Para él, si algo bueno tuvo la pandemia, es el hecho de que unió a los artistas y visibilizó a precariedad en la que siempre desempeñaron su actividad: “Ahora nos juntamos todos los artistas de Entre Ríos y estamos en contacto estrecho; se realizaron campañas para recolectar alimentos para aquellos artistas que estaban atravesando momentos muy duros y que no tienen ningún otro ingreso, actualmente se está haciendo el bono del sorteo de Artistas x Artistas, con el mismo objetivo y hemos conformado la red de espacios artísticos Oté Danán.

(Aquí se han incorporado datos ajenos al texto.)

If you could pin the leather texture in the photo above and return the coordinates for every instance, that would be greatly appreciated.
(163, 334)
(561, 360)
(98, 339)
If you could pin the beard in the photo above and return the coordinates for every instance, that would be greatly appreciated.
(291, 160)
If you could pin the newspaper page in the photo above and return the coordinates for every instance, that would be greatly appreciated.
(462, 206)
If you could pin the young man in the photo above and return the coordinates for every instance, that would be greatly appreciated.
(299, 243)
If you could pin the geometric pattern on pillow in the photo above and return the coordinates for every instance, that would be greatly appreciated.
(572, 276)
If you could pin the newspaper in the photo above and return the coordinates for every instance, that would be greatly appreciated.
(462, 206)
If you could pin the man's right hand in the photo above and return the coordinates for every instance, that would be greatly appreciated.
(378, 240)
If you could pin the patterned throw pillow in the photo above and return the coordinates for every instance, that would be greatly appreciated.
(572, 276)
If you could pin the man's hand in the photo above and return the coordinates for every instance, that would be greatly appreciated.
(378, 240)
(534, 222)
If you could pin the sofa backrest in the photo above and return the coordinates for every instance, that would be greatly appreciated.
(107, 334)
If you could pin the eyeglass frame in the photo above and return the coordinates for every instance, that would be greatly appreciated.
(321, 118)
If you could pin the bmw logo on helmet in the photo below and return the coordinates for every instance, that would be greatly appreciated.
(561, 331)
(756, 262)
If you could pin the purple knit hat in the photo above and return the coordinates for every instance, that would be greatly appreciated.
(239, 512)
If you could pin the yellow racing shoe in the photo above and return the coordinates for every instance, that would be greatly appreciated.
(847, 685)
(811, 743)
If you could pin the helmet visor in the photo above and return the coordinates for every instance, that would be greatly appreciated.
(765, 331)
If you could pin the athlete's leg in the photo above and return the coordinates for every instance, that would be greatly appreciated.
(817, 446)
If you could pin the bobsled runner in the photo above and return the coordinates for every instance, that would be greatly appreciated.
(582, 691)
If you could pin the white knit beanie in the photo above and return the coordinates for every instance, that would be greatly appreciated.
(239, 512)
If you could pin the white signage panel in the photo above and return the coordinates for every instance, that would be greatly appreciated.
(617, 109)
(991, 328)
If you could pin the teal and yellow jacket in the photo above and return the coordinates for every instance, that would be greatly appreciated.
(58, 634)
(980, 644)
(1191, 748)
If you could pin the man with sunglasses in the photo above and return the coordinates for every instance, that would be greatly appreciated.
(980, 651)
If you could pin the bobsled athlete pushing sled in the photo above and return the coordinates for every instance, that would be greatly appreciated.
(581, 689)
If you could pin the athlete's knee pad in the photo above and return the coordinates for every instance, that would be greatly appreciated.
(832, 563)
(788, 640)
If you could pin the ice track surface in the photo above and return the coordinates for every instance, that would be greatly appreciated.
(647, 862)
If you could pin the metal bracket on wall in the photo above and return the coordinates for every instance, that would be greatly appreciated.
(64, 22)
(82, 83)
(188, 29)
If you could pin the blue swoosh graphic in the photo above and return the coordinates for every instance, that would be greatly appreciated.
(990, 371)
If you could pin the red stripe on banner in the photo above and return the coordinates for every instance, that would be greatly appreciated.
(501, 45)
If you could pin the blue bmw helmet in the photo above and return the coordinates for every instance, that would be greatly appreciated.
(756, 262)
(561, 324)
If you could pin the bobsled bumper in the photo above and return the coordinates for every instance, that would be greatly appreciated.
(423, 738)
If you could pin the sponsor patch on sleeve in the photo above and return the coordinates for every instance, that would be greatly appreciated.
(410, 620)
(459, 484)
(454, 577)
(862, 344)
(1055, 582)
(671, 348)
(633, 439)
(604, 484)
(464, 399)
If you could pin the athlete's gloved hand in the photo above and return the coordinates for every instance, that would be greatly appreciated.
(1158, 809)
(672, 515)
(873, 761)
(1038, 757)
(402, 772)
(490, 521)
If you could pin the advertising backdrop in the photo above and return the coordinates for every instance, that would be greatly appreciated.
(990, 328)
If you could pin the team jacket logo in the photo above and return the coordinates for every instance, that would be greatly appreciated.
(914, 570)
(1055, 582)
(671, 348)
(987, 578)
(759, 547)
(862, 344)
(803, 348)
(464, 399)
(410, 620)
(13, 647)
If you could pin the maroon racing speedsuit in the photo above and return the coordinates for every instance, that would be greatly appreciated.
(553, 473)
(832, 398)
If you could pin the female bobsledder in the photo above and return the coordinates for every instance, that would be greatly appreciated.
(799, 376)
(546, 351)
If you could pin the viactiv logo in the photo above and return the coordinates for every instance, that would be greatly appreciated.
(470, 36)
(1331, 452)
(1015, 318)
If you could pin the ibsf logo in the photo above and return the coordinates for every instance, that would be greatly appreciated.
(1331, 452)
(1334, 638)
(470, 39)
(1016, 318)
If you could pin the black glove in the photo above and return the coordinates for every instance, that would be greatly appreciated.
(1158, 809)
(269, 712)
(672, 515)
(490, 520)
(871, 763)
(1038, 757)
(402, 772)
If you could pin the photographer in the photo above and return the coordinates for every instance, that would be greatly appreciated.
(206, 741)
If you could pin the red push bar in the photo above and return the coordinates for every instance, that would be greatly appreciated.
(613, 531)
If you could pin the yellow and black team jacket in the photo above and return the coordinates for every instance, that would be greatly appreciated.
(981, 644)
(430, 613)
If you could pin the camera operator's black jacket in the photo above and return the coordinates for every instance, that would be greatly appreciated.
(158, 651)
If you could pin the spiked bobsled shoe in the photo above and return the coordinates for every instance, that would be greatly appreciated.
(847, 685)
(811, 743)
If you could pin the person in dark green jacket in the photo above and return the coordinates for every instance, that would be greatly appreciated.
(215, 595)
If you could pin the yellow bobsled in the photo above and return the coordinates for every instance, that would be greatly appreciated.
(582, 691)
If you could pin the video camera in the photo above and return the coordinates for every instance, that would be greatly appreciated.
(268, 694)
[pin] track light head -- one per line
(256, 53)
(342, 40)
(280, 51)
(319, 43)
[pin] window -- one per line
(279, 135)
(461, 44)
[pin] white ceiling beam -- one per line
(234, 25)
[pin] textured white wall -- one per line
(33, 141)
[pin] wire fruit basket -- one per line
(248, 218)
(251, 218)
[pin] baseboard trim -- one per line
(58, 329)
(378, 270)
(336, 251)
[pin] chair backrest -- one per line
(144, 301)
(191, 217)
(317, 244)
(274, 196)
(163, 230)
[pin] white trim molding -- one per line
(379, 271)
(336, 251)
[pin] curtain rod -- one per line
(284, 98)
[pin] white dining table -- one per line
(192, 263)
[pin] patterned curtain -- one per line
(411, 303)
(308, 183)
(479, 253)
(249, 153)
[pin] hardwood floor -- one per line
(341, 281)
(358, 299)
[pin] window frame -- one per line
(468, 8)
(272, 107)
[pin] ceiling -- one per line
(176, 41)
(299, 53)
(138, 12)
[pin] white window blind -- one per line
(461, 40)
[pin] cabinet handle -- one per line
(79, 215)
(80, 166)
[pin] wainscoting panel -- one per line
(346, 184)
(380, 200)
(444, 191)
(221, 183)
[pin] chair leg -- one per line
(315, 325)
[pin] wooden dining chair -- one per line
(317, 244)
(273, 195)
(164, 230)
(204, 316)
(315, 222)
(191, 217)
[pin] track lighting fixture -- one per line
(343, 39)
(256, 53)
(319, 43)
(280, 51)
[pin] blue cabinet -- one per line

Ahí nos hemos reunido a compartir angustias, a aunar los reclamos y poner de manifiesto el peligro que corren estos espacios”.

Por último, destacó: “Tenemos la esperanza de volver algún día, pero en buenas condiciones, porque no es nuestro interés enseñar cualquier cosa ni de cualquier manera, valoro la labor de quienes se han podido adaptar a esta nueva situación, pero nosotros no podemos. Volveremos cuando el contexto sea propicio y sea acorde”.

En pie de lucha

Los espacios culturales autogestivos de toda la provincia se unieron en una red para poder seguir sosteniendo la cultura en Entre Ríos tras cuatro meses de inactividad. Oté Danán - Red de Espacios Culturales Autogestivos de Entre Ríos es el nombre bajo el que se congregaron 22 salas independientes de distintos puntos del territorio provincial.

Días atrás, y tras reunirse con autoridades de Cultura de la Provincia, destacaron la necesidad de declarar la Emergencia Cultural ante el cierre de espacios independientes que posibilitan el acceso de la ciudadanía a la cultura. Pero no recibieron una respuesta favorable.

“Vemos con preocupación la escasez de espacios aptos para la realización de la gran cantidad de actividades y espectáculos que se producen en territorio. De hecho, el Estado provincial sólo gestiona y administra tres espacios de nuestras características. Es decir, que la mayor cantidad de actividades relacionadas a las artes escénicas pueden realizarse en Entre Ríos porque los colectivos teatrales, de danza, de música, las asociaciones civiles, fundaciones y cooperativas hacemos un aporte de recursos que la Provincia no sólo no realiza, sino que invisibiliza”, manifestaron.

Además, solicitan tener participación activa en el Consejo Provincial de Cultura para discutir las políticas culturales de la Provincia a corto, mediano y largo plazo, por ser actores indispensables de la Cultura Provincial. Si bien la Secretaria de Cultura, Francisca D’Agostino, señaló la imposibilidad de que los espacios culturales puedan participar en el mencionado Consejo, ya que su propósito principal es la formación de los directores de cultura de las localidades provinciales, se comprometió a ofrecer un espacio alternativo.

Por último, solicitaron que se diseñe un Programa de Subsidios de alcance universal –que no esté supeditado a concursos– que ayude a paliar las necesidades del sector e impida que se sigan cerrando espacios.

De todas maneras, Oté Danán consideró insuficientes estas respuestas: “Para seguir existiendo, debemos seguir cubriendo los costos fijos del mantenimiento de los espacios, sin poder abrir las puertas en la mayoría de las localidades entrerrianas desde hace más de cuatro meses, y, en los casos autorizados, retomando las actividades con exhaustivos protocolos que no permiten generar los ingresos necesarios para hacer frente a los gastos ordinarios”, manifestaron.